Ryder's grin faltered a bit and he looked down while sliding the indicated smoothie in her direction. "I'm being weird and making you uncomfortable. Sorry. People tell me I'm sort of 'a lot'." He let out a heavy breath and took a sip from the remaining drink. "It's not like nobody's been crappy to me my whole life or something. I have to make an actual effort not to let thinking about those times make me be crappy to other people, if that makes sense? Like, I've already decided I'm going to try to give May another chance and that's probably going to be, like, frustrating at best. Didn't tell her my real name, if you didn't notice. But it's like building stuff." He reached up to pet Black's carapace, the robug leaning into like a cat. "You have to go in knowing that you're going to set some stuff on fire and break an arm and whatever else before you make something really special. I guess that's just worth it to me."

Posted

"Ah, so you're a martyr," Nocturne mused. She picked up her smoothie and, somewhat reassured that it was probably not poisoned or laced with truth serum, took a sip. "That makes more sense. It's probably going to get you killed."

 

The smoothie was worthy of her attention for a few moments. It almost managed to make her smile, the corner of her mouth turning upward by a fraction before she caught the reflex. "You do understand that building things is not supposed to break limbs? And fire should be rare. Perhaps your science could do with fewer mistakes and more testing. Not Mechanica's testing, but testing that doesn't get your arms broken." She paused, mid-sip, adding, "....you do understand that they're not going to let you see her?
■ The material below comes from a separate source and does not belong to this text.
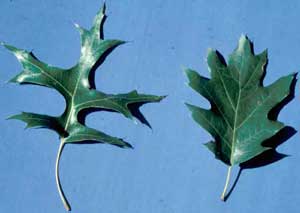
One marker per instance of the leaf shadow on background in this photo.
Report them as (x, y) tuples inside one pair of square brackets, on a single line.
[(270, 156)]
They're going to be very busy keeping her in prison while also keeping her from getting killed."

Posted

Ryder's grin returned with an added note of something else, something a little sharper and reckless. "Well, they're not going to let me see her, sure." He broke one of the brownies off from the pre-cut square of them. "You'd be surprised how few security firms plan for an invisible robot orchid mantis. Or I guess maybe you wouldn't be." He took a bite and continued to talk with his mouth full. "I like people a lot but c'mon. Our whole prison system has some major issues. Otherwise May would have gotten the help she super obviously needs the first time she was arrested." He swallowed and made a waving motion with the hand still holding most of a brownie. "And it's not like I break my arm a lot! That was just an example. If you know ahead of time that you didn't make any mistakes it's not an experiment it's just... following a recipe. Boring."